The good news is that you can buy a prescription pre-payment certificate for a year which means that you pay a fixed price for PXs in the year, and no longer pay per PX. You can find out more, and sign up too here.
The yearly rate is just under £100, so you would save a fortune by signing up to this. They say the break-even point is 14 PXs in a year, and you must get something like 40…
As a fellow well-controlled and self-medicating asthmatic, I can fully sympathise with your Asthma Clinic woes. Perhaps luckily, my Surgery only require that I attend one every 12 months. It’s still a pointless waste of time though…
I’ve had a pre-payment certificate before, and yes, you’re right – they ease the financial burden. Presently, my certificate has lapsed, so I guess I’ll need to sign up for a new one. It still doesn’t solve the issue of actually ordering repeats though.

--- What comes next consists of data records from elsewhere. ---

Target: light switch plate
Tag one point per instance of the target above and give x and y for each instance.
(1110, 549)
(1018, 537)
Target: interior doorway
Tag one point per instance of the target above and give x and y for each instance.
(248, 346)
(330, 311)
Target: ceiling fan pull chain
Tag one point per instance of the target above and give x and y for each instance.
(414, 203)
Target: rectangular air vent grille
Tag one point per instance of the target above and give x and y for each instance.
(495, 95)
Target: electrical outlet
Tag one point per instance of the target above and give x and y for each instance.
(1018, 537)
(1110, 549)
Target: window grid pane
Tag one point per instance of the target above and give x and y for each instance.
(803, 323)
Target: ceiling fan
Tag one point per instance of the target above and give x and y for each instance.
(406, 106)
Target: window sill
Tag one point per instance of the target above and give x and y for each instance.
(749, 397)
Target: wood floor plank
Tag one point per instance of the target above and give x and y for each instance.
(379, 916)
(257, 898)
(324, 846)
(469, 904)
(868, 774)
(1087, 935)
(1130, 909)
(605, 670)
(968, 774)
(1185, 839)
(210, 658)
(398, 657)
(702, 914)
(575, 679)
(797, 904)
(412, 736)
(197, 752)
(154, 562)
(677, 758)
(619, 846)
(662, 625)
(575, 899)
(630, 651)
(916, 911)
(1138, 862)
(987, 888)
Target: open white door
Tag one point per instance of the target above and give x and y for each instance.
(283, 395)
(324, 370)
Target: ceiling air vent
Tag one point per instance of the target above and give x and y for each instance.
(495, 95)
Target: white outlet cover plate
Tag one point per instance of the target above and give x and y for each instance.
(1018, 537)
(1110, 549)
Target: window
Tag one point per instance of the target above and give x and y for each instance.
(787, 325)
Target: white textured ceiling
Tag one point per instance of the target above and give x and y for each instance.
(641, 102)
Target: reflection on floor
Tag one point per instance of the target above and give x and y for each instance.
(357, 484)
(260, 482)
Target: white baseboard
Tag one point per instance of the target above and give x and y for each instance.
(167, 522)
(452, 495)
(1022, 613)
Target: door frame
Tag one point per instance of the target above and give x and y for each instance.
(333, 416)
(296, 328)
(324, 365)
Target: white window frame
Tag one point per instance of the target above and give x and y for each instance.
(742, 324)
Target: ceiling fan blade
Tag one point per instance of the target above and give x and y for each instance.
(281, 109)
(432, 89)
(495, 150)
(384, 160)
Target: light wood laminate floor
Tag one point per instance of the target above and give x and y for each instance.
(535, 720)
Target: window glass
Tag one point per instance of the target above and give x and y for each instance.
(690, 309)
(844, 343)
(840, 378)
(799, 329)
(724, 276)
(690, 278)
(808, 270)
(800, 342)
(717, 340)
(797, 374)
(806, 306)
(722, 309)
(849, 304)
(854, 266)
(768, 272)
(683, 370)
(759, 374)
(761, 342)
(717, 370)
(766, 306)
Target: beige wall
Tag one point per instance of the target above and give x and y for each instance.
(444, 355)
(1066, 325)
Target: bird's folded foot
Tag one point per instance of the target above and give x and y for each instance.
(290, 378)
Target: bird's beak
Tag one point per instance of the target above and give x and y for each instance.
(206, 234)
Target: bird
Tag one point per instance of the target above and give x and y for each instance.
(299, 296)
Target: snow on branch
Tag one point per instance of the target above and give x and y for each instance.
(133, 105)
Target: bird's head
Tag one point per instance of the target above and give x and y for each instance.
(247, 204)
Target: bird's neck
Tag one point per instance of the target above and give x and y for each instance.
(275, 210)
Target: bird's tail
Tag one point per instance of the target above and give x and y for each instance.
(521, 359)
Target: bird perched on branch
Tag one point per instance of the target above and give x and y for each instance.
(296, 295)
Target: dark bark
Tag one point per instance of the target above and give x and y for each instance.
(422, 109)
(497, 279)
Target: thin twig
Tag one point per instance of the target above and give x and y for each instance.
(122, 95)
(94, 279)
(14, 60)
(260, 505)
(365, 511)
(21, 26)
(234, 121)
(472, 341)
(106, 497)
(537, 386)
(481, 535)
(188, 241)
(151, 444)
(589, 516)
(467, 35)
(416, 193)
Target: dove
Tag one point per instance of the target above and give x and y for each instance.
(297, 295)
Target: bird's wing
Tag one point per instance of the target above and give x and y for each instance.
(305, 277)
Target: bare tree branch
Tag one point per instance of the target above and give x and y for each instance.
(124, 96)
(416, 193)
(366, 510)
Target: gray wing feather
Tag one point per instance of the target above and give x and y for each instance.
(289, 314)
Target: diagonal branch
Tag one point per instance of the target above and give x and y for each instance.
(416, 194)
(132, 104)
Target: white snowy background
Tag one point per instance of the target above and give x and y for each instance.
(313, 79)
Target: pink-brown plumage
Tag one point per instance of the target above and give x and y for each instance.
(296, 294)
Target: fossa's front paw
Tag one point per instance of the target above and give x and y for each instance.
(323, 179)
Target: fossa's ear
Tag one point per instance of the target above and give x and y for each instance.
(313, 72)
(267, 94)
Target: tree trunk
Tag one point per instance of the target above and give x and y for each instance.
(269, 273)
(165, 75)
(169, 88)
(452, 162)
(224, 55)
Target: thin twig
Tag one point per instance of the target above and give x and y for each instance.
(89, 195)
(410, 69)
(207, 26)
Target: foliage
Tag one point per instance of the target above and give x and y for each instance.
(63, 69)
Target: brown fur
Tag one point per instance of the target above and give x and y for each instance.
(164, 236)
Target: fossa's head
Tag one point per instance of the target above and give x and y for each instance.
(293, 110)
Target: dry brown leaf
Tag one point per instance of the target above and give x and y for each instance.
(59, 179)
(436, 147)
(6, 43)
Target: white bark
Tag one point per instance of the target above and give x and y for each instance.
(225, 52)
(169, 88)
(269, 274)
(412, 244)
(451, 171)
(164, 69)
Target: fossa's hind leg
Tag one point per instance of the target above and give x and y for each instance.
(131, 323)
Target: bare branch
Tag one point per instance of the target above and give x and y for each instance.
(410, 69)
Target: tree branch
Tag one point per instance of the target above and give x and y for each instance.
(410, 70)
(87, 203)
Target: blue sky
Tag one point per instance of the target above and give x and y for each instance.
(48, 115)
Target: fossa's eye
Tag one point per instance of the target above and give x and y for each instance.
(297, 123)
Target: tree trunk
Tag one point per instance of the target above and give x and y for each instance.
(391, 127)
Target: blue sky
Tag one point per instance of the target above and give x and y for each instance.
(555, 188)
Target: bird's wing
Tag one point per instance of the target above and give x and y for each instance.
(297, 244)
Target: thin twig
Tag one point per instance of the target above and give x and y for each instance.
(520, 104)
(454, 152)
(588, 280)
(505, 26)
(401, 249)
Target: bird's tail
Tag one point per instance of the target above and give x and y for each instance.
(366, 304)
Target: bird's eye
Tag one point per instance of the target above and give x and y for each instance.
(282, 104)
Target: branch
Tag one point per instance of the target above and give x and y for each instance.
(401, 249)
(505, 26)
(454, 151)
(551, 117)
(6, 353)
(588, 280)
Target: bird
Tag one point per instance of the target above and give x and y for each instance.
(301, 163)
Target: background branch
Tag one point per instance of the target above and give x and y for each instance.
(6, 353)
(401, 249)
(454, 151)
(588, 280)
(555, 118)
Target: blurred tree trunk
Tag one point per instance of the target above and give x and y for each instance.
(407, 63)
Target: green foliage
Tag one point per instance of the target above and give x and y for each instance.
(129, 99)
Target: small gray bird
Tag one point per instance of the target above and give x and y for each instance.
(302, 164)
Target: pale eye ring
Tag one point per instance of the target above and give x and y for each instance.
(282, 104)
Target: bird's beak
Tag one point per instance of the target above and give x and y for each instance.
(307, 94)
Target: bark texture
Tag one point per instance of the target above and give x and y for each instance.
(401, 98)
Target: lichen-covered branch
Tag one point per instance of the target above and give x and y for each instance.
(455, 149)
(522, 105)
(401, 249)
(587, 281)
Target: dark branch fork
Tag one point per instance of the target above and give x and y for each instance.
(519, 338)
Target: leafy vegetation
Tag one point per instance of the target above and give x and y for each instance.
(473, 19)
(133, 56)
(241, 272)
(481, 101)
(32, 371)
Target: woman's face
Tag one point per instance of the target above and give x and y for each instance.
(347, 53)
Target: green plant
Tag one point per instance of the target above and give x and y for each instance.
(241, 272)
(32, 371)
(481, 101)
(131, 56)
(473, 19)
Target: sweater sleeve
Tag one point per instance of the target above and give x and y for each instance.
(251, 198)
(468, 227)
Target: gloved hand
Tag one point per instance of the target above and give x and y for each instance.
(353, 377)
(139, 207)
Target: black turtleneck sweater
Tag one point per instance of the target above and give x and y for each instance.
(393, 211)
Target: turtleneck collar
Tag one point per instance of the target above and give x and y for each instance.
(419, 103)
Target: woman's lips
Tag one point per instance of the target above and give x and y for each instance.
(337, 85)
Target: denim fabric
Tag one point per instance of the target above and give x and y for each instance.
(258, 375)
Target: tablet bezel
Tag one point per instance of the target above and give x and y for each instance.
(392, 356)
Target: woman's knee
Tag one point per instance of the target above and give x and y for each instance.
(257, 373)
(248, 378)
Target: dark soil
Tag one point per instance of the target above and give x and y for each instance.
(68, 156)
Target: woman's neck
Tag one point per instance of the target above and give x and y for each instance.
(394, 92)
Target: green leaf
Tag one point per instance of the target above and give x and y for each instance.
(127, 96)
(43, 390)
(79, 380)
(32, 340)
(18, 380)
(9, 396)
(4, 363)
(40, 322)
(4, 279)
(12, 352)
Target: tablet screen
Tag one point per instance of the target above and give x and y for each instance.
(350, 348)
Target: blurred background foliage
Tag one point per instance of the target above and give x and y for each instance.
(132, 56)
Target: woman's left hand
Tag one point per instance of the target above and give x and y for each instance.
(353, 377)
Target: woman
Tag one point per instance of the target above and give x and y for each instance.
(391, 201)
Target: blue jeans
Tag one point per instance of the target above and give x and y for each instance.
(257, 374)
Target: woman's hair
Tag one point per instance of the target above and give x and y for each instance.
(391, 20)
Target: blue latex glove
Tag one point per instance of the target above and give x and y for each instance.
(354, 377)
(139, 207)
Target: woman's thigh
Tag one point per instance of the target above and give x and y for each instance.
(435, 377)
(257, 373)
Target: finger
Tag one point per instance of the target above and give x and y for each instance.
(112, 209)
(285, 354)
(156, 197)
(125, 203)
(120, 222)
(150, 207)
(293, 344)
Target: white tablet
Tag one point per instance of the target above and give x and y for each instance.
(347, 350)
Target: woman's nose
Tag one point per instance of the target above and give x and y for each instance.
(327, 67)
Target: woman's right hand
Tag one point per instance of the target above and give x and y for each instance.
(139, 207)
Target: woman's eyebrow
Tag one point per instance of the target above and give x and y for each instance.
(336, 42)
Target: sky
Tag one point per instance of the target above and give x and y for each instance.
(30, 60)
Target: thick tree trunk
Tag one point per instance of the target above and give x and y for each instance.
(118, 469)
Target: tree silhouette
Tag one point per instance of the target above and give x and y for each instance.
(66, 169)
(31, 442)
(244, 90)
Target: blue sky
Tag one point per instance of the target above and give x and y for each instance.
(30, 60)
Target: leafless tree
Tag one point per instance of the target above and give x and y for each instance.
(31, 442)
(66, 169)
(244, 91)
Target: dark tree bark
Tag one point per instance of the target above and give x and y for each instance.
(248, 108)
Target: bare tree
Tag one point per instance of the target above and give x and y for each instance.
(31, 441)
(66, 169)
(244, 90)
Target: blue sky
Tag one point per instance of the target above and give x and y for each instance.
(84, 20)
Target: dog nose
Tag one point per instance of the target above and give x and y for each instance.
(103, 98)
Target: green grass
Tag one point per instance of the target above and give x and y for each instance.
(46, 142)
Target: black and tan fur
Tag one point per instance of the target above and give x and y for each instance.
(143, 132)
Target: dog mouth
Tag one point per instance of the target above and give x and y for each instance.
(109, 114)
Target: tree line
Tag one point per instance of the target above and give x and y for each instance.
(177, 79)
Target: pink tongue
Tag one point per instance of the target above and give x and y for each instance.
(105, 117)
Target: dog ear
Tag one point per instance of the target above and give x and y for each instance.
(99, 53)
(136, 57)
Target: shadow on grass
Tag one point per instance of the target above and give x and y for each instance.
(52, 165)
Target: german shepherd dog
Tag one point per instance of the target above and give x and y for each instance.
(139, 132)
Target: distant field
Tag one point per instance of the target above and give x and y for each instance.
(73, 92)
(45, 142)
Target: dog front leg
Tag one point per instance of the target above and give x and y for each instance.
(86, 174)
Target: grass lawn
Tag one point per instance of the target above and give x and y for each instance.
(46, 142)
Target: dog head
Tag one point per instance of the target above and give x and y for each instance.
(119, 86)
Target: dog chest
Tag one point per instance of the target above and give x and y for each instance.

After a recent attack (brought on by playing with fireworks for the first time in years) I had all my drugs swapped around and I now go through very little ventolin.
My question is why didn’t they do this years ago? Why did it take me going through 4 ventolins in 2 weeks for them to decide I’d be better off taking a different inhaler twice a day instead of the ventolin 3 or 4 times?
Also, why do some chronic diseases (diabetes for example) qualify you for free prescriptions, yet others (asthma) dont?